Una sola cultura (todavía):
Pero esta Filosofía Natural todavía era considerada, al menos hasta comienzos del siglo XIX, como parte de la Filosofía, del saber general. Aún no se había producido ninguna verdadera ruptura. Podríamos decir que cultura solo había una, y era la humanística. Y obras que hoy día forman parte de los clásicos de la historia de la ciencia, se consideraban parte del gran caudal literario (o filosófico) de la cultura. Así, un libro como el Discurso del Método de Descartes, podemos verlo hoy día como uno de los textos fundacionales de lo que más tarde iría conformándose como método científico, pero en el momento de su escritura (1637) era un texto de filosofía. Blaise Pascal, físico y matemático según lo vemos hoy, sin duda se veía a sí mismo en su XVII, como un filósofo o incluso un teólogo.
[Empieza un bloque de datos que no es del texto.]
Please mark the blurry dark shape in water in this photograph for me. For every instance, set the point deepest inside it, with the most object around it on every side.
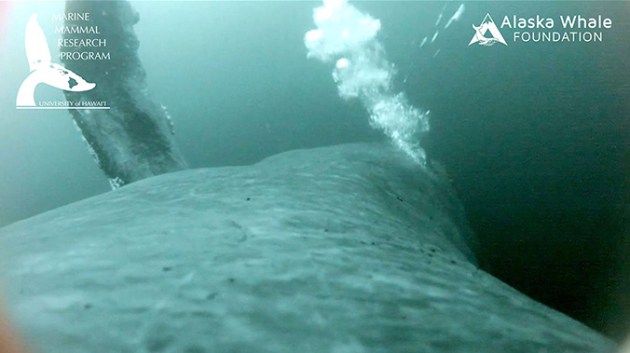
(133, 139)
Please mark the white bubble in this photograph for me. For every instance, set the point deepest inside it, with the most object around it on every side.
(314, 35)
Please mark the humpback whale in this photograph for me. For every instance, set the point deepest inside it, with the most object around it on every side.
(133, 139)
(43, 70)
(352, 248)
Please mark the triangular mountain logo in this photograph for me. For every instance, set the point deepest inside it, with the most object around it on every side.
(487, 25)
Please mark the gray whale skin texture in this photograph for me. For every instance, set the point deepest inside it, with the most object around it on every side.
(349, 248)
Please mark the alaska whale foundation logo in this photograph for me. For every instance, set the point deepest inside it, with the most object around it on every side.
(487, 25)
(44, 71)
(539, 29)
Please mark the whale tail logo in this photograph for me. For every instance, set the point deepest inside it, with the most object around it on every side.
(43, 70)
(487, 25)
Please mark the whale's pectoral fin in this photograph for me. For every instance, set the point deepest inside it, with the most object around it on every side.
(37, 51)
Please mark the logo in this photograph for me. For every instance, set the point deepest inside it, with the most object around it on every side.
(43, 70)
(487, 25)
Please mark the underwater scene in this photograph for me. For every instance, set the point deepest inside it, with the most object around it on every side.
(314, 176)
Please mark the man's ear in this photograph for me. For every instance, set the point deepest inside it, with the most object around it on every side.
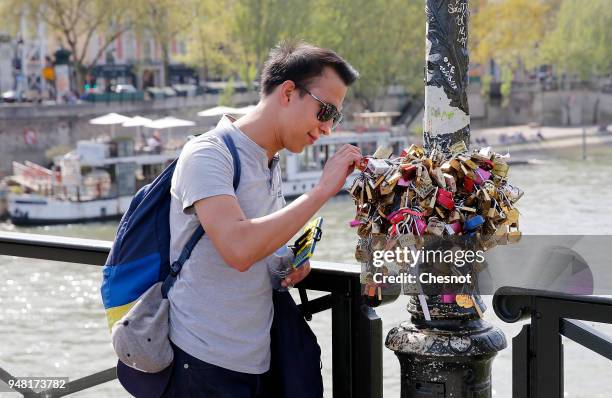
(286, 91)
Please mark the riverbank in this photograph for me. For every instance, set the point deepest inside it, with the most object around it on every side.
(528, 142)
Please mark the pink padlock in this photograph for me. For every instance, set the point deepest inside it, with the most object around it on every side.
(481, 175)
(454, 228)
(419, 226)
(402, 182)
(445, 199)
(448, 298)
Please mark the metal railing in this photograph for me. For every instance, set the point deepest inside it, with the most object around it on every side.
(356, 328)
(537, 351)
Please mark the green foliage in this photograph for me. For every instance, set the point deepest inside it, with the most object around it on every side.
(580, 40)
(226, 98)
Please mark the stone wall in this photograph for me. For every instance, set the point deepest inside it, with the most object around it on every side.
(28, 130)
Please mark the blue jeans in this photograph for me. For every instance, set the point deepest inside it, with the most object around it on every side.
(194, 378)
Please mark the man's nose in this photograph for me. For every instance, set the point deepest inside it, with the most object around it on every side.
(325, 127)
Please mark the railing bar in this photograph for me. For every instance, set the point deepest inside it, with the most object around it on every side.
(319, 304)
(82, 384)
(6, 376)
(587, 336)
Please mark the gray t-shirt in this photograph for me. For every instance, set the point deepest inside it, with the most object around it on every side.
(218, 314)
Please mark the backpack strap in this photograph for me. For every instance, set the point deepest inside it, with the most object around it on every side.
(176, 266)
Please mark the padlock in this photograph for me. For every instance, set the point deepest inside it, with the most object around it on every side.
(423, 189)
(500, 168)
(454, 228)
(480, 176)
(362, 255)
(362, 165)
(458, 147)
(383, 152)
(511, 192)
(438, 177)
(449, 180)
(454, 216)
(464, 301)
(418, 225)
(445, 199)
(369, 192)
(514, 236)
(416, 151)
(378, 166)
(386, 188)
(468, 184)
(473, 223)
(406, 240)
(447, 298)
(512, 216)
(435, 226)
(409, 171)
(402, 182)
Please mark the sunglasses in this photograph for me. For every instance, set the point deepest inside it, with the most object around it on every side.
(327, 112)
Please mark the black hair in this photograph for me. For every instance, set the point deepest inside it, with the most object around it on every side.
(300, 62)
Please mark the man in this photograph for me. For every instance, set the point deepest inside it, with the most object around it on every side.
(221, 305)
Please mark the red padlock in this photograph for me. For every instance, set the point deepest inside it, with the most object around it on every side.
(454, 228)
(408, 171)
(419, 226)
(481, 175)
(468, 184)
(445, 199)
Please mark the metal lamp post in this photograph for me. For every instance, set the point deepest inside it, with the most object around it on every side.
(449, 355)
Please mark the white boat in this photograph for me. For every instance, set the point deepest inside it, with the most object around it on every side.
(97, 181)
(301, 172)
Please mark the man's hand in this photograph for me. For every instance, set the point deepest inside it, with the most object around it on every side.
(338, 168)
(297, 275)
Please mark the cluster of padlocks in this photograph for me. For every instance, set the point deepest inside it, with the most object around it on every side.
(460, 193)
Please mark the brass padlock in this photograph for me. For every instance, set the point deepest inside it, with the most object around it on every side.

El siglo XVIII: la edad heroica:
Isaac Newton iba a dejar la Física convertida en un majestuoso edificio que no iba a empezar a resquebrajarse (y solo parcialmente) hasta la revolución cuántica que echó a andar en el período 1895-1900. El XVIII iba a constituirse como la edad heroica de la ciencia moderna. El arquetipo sería el acaudalado y sociofóbico Henry Cavendish (1731-1810), que hizo aportes fundamentales en Física y Química, simplemente por prurito intelectual. El clima de la Ilustración y su proyecto de “desencantar el mundo”, es decir eliminar toda idea de ente sobrenatural al margen del mundo físico, iba a consolidar a la nueva Ciencia como gran fuerza social.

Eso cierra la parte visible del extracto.